Вообще язвительные насмешки над государем сделались как бы ежедневным занятием петербургского общества. Екатерина начала строить Исаакиевский собор из мрамора; Павел приказал докончить его просто из кирпича; эта небогатая отделка дала повод к следующему двустишию, которое нашли прибитым к церкви:
Се памятник двух царств, обоим им приличный
Низ мраморный, а верх кирпичный[206].
Сочинили карикатуру, на которой император был представлен в полной форме, в мундире, усеянном вензелями Фридриха II; только на голове написано было: Павел I.
Сама смерть его, как ни ужасна она была, не прекратила этих шуток. Выдумали, будто в предсмертные минуты он умолял, по крайней мере, об отсрочке, чтобы изложить на бумаге весь церемониал своего торжественного погребения.

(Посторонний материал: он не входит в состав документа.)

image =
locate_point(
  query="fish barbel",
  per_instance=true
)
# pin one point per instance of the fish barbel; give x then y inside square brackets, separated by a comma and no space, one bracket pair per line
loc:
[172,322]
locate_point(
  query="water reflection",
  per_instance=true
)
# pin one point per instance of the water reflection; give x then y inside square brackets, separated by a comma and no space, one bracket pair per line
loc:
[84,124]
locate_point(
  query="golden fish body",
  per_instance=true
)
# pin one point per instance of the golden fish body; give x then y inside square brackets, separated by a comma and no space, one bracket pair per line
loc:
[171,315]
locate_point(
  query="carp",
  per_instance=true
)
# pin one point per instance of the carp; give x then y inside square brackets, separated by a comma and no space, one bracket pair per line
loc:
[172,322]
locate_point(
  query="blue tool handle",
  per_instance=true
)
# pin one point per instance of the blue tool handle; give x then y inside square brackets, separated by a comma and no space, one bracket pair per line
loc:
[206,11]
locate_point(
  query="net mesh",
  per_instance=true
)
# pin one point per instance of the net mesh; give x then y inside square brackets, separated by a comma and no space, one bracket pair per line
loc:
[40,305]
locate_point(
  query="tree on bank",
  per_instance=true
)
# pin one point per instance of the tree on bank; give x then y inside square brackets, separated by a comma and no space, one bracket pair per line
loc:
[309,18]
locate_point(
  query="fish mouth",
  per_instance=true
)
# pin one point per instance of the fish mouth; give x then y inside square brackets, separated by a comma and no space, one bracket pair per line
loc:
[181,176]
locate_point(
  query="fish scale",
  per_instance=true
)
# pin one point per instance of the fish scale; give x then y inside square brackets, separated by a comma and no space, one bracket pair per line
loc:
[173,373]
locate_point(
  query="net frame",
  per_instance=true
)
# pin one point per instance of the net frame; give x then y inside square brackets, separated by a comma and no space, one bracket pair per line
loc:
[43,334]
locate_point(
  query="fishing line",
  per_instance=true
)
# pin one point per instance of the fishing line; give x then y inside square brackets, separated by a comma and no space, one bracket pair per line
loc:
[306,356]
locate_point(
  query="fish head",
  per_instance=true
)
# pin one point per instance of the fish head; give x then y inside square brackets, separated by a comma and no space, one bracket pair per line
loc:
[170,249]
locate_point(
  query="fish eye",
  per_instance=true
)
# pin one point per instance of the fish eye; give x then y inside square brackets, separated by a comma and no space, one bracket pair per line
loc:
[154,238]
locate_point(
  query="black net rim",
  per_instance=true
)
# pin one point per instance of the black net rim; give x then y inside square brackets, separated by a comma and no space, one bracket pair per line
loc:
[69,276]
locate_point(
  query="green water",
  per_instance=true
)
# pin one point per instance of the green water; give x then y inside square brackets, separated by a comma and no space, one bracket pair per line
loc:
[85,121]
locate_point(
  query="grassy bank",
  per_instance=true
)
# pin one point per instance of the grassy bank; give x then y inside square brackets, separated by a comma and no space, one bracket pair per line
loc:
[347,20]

Таково было раздражение высших классов общества против государя, который имел одно только желание делать добро и поступать справедливо. Когда его ослепляли подозрительность и заносчивость, льстецы и искатели счастья, которые его окружали, спешили ещё более затемнять его рассудок, дабы ловить рыбу в мутной воде. Но в следующие затем минуты, как только государь снова приходил в себя, никто не мог быть уверен, что удастся продолжить обман, и потому все желали перемены: одни, чтобы сохранить добытое всевозможными происками, другие, чтобы получить от нового государя знаки его милости, а третьи — чтобы сыграть какую-нибудь роль.
Давно уже яд начал распространяться в обществе. Сперва испытывали друг друга намёками; потом обменивались желаниями; наконец, открывались в преступных надеждах. Несколько способов извести императора были предпринимаемы. Самым верным казалось фанатизировать нескольких отчаянных сорванцов. Было до тридцати человек, коим поочерёдно предлагали пресечь жизнь государя ядом или кинжалом. Большая часть из них содрогалась перед мыслью совершить такое преступление, однако они обещали молчать. Другие же, в небольшом числе, принимали на себя выполнение этого замысла, но в решительную минуту теряли мужество.
Подозревал ли сам император то, что замышляли против него? Не дошло ли до него какое-нибудь предостережение? Достоверно только то, что за несколько дней перед своей кончиной он приказал, чтобы кушанья его готовились не иначе как шведской кухаркой[207], которая помещена была в небольшой комнате возле собственных его покоев.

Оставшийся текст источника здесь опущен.